Daniel Lemire's blog

, 3 min read

Memory access on the Apple M1 processor

When a program is mostly just accessing memory randomly, a standard cost model is to count the number of distinct random accesses. The general idea is that memory access is much slower than most other computational tasks.

Furthermore, the cost model can be extended to count “nearby” memory accesses as free. That is, if I read a byte at memory address x and then I read a byte at memory address x+1, I can assume that the second byte comes “for free”.

This naive memory-access model is often sensible. However, you should always keep in mind that it is merely a model. A model can fail to predict real performance.

How might it fail? A CPU core can issue multiple memory requests at once. So if I need to access 7 memory locations at once, I can issue 7 memory requests and wait for them. It it is likely that waiting for 7 memory requests is slower than waiting for a single memory request, but is it likely to be 7 times slower?

The latest Apple laptop processor, the M1, has apparently a lot of memory-level parallelism. It looks like a single core has about 28 levels of memory parallelism, and possibly more.

Such a high degree of memory-level parallelism makes it less likely that our naive random-memory model applies.

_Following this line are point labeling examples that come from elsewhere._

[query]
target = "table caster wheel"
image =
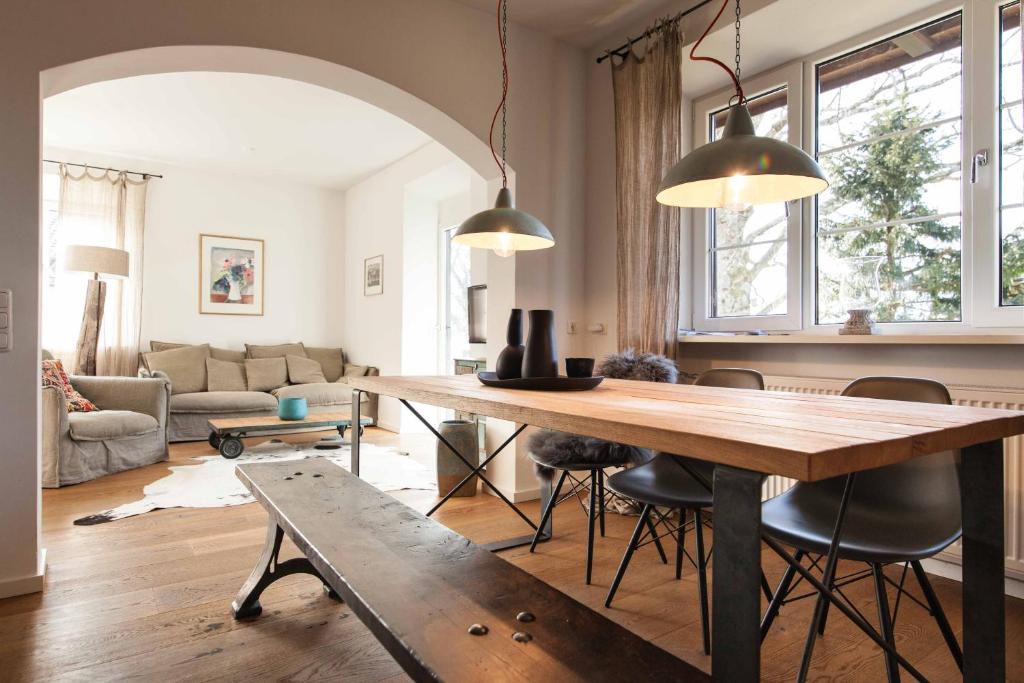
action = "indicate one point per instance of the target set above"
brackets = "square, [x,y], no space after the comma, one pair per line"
[231,446]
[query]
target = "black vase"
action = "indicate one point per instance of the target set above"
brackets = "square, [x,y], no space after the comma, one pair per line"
[541,358]
[510,359]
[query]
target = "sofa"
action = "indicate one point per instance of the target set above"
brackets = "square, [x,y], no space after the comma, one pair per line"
[129,430]
[208,382]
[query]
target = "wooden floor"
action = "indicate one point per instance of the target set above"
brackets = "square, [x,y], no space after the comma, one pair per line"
[147,597]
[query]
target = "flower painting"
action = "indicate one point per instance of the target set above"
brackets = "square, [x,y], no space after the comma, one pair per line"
[230,275]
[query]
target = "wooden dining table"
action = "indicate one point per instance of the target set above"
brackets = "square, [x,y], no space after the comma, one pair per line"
[751,434]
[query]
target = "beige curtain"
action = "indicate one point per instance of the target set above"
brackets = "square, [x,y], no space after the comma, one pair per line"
[648,102]
[109,210]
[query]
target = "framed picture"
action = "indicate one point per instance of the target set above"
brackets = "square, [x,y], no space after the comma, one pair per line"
[476,302]
[373,275]
[231,271]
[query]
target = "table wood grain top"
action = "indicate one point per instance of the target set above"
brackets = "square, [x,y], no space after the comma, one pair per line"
[803,436]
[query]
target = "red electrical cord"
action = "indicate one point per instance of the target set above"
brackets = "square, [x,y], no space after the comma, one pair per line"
[694,57]
[505,92]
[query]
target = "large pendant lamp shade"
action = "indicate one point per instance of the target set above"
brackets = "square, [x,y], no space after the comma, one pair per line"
[741,168]
[504,228]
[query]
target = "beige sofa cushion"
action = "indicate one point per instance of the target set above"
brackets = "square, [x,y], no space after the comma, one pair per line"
[104,425]
[215,352]
[317,394]
[225,376]
[275,351]
[303,371]
[185,367]
[223,401]
[332,360]
[266,374]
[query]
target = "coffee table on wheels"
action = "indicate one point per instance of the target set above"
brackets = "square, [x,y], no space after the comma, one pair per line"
[226,433]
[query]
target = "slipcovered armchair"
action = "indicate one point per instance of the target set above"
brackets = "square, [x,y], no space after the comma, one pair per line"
[129,430]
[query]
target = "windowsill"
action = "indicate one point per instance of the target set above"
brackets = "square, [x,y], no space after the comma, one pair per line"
[836,338]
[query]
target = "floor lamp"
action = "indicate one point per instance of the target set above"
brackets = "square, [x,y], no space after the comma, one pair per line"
[101,262]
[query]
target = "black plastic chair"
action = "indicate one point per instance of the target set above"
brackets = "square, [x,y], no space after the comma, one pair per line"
[569,454]
[678,483]
[897,514]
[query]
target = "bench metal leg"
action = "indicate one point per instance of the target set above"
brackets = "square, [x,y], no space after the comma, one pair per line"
[269,569]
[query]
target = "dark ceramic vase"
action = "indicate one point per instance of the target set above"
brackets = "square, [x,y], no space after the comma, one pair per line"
[510,359]
[541,358]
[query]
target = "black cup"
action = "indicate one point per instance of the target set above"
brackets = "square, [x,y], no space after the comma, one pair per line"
[580,367]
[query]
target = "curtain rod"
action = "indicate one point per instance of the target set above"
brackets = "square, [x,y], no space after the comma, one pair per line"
[101,168]
[619,51]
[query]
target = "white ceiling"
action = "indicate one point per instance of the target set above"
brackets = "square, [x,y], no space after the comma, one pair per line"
[257,125]
[579,22]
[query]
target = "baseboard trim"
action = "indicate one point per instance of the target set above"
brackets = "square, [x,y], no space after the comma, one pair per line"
[26,585]
[1014,586]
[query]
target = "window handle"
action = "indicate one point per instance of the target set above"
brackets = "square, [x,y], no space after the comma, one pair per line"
[980,159]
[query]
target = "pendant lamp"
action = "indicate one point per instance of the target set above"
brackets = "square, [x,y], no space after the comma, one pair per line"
[504,228]
[741,168]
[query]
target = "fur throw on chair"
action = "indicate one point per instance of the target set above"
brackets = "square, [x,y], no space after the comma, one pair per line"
[644,367]
[551,450]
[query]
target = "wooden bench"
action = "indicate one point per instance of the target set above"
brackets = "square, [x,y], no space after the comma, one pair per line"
[418,587]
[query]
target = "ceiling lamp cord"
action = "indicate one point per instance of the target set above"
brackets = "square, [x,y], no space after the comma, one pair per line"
[503,32]
[695,57]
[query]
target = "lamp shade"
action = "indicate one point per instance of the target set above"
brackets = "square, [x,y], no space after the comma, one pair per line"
[98,260]
[504,228]
[740,169]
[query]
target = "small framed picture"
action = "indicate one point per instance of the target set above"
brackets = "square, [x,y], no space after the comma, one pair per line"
[373,275]
[230,275]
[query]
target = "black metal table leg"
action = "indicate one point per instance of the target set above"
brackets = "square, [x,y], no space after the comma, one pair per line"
[269,569]
[735,652]
[356,432]
[984,616]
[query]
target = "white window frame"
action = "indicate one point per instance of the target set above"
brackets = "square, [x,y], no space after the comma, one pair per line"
[979,219]
[790,76]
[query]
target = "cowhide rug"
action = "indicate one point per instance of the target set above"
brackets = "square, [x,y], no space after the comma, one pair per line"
[212,483]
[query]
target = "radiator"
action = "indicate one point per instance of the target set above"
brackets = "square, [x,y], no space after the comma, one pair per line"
[963,395]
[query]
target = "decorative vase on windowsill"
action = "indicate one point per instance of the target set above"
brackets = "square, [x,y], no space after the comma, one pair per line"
[860,291]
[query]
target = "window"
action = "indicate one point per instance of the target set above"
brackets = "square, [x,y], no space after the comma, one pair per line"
[1011,159]
[749,244]
[889,124]
[920,130]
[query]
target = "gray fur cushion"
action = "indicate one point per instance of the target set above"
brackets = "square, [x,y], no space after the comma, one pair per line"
[557,450]
[552,450]
[645,367]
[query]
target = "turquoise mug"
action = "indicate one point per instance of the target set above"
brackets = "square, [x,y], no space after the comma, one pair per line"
[292,409]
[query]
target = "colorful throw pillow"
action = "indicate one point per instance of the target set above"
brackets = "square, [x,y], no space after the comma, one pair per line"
[54,376]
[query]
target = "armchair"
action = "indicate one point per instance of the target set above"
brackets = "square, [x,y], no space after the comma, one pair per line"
[128,431]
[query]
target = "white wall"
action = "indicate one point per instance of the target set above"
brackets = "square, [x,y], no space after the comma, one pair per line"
[393,214]
[415,55]
[300,225]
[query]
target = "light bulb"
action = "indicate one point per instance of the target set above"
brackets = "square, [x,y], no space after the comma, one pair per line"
[734,187]
[506,246]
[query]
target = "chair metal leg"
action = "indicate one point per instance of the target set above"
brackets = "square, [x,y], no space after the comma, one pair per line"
[702,582]
[628,555]
[657,542]
[779,596]
[680,543]
[938,613]
[591,516]
[826,580]
[548,510]
[885,623]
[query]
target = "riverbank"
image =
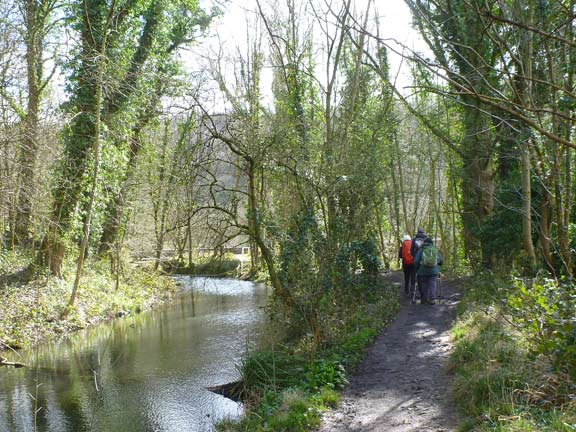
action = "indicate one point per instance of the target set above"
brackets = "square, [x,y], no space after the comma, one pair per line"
[31,310]
[288,386]
[403,383]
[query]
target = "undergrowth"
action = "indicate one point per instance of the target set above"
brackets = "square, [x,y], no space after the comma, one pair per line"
[31,310]
[504,381]
[288,386]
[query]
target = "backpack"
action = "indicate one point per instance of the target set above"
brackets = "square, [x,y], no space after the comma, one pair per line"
[419,242]
[406,255]
[429,256]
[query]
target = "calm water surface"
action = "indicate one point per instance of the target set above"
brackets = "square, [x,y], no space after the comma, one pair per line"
[142,373]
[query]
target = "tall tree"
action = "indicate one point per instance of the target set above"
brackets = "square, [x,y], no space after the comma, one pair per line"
[158,28]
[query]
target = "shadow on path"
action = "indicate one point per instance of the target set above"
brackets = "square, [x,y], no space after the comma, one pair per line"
[402,384]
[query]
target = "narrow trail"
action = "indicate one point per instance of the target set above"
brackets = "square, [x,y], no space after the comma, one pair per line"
[402,384]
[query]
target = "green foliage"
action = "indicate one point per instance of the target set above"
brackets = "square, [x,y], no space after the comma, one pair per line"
[501,382]
[31,312]
[545,311]
[287,388]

To test it out, I designed the following benchmark where I compare three functions. The first one just grabs pairs of randomly selected bytes and it computes a bitwise XOR between them before adding them to a counter:

  for(size_t i = 0; i < 2*M; i+= 2) {
    answer += array[random[i]] ^ array[random[i + 1]];
  }

We compare against a 3-wise version of this function:

  for(size_t i = 0; i < 3*M; i+= 3) {
    answer += array[random[i]] ^ array[random[i + 1]] 
              ^ array[random[i + 2]];
  }

Our naive memory-access cost model predicts that the second function should be 50% more expensive. However many other models (such as a simple instruction count) would also predict a 50% overhead.

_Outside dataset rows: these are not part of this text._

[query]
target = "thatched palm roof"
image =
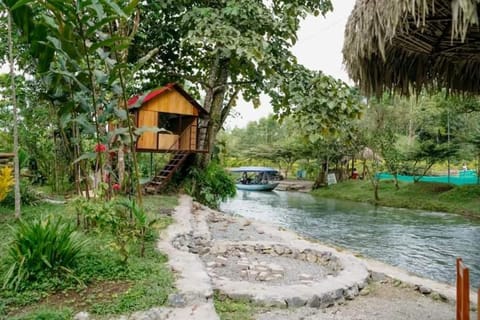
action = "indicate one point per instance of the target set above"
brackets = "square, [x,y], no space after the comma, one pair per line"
[406,45]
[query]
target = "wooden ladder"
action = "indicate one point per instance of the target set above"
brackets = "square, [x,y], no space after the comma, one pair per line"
[165,175]
[463,293]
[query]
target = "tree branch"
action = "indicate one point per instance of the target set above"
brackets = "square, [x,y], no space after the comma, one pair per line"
[226,109]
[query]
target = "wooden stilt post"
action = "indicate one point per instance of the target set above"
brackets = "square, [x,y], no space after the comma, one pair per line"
[463,291]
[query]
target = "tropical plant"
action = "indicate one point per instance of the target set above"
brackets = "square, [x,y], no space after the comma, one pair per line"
[6,182]
[140,222]
[210,185]
[41,248]
[28,196]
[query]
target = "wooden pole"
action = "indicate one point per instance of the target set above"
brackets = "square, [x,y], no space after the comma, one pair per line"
[16,161]
[463,291]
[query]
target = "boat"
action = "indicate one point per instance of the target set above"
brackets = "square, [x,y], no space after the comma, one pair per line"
[256,178]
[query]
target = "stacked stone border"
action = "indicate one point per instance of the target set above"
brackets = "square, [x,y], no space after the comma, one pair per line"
[349,278]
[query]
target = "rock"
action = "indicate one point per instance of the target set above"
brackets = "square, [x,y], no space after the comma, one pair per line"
[443,297]
[275,268]
[311,257]
[82,316]
[221,261]
[262,276]
[176,300]
[365,292]
[296,302]
[424,290]
[351,293]
[377,276]
[397,283]
[326,301]
[279,250]
[314,302]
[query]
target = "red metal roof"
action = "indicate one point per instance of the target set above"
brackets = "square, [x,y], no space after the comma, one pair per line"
[156,92]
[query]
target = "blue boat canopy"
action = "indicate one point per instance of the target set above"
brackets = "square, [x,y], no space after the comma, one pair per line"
[254,169]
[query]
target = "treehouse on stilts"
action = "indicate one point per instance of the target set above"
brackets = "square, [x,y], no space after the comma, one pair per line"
[175,123]
[6,159]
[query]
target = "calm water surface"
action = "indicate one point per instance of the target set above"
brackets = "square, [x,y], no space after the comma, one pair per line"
[425,243]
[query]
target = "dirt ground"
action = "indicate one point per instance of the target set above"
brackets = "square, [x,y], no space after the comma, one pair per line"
[388,300]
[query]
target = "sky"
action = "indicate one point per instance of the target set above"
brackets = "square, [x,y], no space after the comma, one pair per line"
[319,47]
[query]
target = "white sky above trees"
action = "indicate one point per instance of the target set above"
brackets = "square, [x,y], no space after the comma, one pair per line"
[319,47]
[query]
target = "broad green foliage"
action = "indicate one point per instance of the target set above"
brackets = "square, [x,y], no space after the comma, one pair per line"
[225,48]
[6,182]
[28,196]
[210,186]
[40,248]
[321,105]
[124,219]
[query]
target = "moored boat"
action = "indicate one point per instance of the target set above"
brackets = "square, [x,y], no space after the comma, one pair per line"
[256,178]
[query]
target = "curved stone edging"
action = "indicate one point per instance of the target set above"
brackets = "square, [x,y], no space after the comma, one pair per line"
[193,282]
[345,285]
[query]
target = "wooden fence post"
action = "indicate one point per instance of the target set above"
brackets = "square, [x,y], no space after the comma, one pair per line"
[463,291]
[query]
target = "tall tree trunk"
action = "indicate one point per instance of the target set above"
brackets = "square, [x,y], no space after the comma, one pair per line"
[215,95]
[16,162]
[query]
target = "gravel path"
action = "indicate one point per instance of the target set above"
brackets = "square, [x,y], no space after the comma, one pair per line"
[385,302]
[290,271]
[224,227]
[380,300]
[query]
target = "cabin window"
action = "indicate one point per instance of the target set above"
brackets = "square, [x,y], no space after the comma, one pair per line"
[174,123]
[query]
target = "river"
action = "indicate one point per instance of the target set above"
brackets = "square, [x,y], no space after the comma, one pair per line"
[425,243]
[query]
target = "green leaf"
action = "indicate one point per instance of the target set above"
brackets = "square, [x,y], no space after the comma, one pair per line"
[20,3]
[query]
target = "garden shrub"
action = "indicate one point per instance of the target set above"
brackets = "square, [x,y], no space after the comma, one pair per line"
[41,248]
[6,182]
[28,196]
[211,185]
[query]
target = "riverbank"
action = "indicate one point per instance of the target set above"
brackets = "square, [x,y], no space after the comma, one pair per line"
[464,200]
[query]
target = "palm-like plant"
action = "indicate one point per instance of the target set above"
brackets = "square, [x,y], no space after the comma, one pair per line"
[41,248]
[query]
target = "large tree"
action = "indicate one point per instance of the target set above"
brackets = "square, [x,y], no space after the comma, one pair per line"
[226,47]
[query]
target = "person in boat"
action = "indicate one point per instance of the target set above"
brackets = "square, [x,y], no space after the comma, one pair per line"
[245,178]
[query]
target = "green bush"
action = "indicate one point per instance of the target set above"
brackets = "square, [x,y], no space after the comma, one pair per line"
[211,185]
[40,249]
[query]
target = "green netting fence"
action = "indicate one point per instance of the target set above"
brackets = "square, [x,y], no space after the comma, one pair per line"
[460,179]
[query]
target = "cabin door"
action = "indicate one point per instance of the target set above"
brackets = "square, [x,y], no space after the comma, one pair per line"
[148,140]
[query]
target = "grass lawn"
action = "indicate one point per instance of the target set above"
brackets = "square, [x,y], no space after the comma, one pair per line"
[463,200]
[101,284]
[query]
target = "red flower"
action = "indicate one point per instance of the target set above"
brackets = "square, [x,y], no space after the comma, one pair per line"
[100,147]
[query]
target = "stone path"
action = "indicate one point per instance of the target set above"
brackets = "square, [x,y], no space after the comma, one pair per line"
[273,267]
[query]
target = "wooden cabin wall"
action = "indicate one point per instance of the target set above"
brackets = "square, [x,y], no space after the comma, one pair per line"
[189,138]
[170,102]
[148,140]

To give our naive memory-access model a run for its money, let us throw in a 2-wise version that also accesses nearby values (with one-byte offset):

  for(size_t i = 0; i < 2*M; i+= 2) {
    int idx1 = random[i];
    int idx2 = random[i + 1];
    
    answer += array[idx1] ^ array[idx1 + 1] 
           ^ array[idx2]  ^ array[idx2 + 1];
  }

Our naive memory-access cost model would predict that first and last function should have about the same running time while the second function should be 50% more expensive.

Let us measure it out. I use a 1GB array and I report the average time spent in nanosecond on each iteration.

2-wise 8.9 ns
3-wise 13.0 ns
2-wise + 12.5 ns

At first glance, our naive memory-access model is validated: the 3-wise function is 46% more expensive than the 2-wise function. Yet we should not be surprised because most reasonable models would make such a prediction since in almost every way, the function does 50% more work.

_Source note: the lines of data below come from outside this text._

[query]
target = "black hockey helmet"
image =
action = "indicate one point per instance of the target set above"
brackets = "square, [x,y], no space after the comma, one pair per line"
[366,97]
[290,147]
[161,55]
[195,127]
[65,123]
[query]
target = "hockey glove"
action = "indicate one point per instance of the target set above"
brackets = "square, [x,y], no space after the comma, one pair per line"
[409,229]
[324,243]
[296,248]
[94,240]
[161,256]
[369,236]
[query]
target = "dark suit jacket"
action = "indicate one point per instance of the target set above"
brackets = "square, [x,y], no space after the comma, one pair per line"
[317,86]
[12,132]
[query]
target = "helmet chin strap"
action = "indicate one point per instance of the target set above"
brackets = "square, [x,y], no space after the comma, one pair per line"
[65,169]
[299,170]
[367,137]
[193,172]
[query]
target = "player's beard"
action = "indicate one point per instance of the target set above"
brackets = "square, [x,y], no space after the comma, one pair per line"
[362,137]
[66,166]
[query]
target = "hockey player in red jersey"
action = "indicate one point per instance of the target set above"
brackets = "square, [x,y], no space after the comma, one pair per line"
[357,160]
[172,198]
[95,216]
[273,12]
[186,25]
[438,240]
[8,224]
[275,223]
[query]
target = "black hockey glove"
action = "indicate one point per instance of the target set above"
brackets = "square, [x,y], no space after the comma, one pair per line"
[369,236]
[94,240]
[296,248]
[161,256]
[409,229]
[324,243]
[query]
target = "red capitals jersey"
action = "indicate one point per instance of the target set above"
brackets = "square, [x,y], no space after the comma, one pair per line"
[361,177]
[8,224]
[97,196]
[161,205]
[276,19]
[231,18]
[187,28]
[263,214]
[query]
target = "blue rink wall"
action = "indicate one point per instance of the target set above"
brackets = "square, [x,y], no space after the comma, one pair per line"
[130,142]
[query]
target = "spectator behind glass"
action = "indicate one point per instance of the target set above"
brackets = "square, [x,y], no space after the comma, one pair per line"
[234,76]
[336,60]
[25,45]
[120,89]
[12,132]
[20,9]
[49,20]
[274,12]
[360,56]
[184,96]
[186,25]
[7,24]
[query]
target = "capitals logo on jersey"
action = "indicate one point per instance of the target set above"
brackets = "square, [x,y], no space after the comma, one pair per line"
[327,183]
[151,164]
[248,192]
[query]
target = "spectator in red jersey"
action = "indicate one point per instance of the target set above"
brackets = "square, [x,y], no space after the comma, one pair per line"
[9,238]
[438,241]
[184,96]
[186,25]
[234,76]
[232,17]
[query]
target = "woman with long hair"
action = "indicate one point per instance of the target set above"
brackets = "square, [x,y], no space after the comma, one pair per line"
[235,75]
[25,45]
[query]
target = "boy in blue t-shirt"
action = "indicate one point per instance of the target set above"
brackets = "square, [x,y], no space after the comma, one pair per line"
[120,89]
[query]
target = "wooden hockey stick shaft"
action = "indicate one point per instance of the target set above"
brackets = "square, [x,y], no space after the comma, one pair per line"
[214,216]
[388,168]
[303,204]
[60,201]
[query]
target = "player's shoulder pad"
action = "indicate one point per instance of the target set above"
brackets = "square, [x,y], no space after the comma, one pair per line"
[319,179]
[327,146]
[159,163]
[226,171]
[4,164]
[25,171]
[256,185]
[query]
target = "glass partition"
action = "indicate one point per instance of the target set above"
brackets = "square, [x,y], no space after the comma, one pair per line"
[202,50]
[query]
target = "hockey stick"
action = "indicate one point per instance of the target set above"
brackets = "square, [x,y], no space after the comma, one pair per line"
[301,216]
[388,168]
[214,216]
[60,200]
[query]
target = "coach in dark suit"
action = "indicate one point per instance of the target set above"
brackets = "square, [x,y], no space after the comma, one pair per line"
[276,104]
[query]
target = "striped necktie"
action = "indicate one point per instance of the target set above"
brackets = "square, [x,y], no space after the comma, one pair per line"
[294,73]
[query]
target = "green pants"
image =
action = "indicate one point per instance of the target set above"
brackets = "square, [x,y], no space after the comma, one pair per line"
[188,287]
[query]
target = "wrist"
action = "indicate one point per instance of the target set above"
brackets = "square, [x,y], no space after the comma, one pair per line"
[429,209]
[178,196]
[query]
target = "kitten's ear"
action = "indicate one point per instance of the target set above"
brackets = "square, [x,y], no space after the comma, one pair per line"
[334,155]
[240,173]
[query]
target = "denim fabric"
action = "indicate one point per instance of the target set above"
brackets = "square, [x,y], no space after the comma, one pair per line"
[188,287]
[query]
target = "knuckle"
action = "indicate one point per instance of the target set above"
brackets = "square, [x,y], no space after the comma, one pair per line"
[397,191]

It is more interesting to compare the two 2-wise function… the last one is 40% more expensive than the first 2-wise function. It contradicts our prediction. And so, at least in this instance, our simple memory-access cost model fails us on the Apple M1 processor.

Notes:

  1. My source code is available. The run-to-run variability is relatively high on such a test, but the conclusion is robust, on my Apple M1 system.
  2. I posted the assembly online.
  3. Importantly, I do not predict that other systems will follow the same pattern. Please do not run this benchmark on your non-M1 PC and expect comparable results.
  4. This benchmark is meant to be run on an Apple MacBook with the M1 processor, compiled with Apple’s clang compiler. It is not meant to be used on other systems.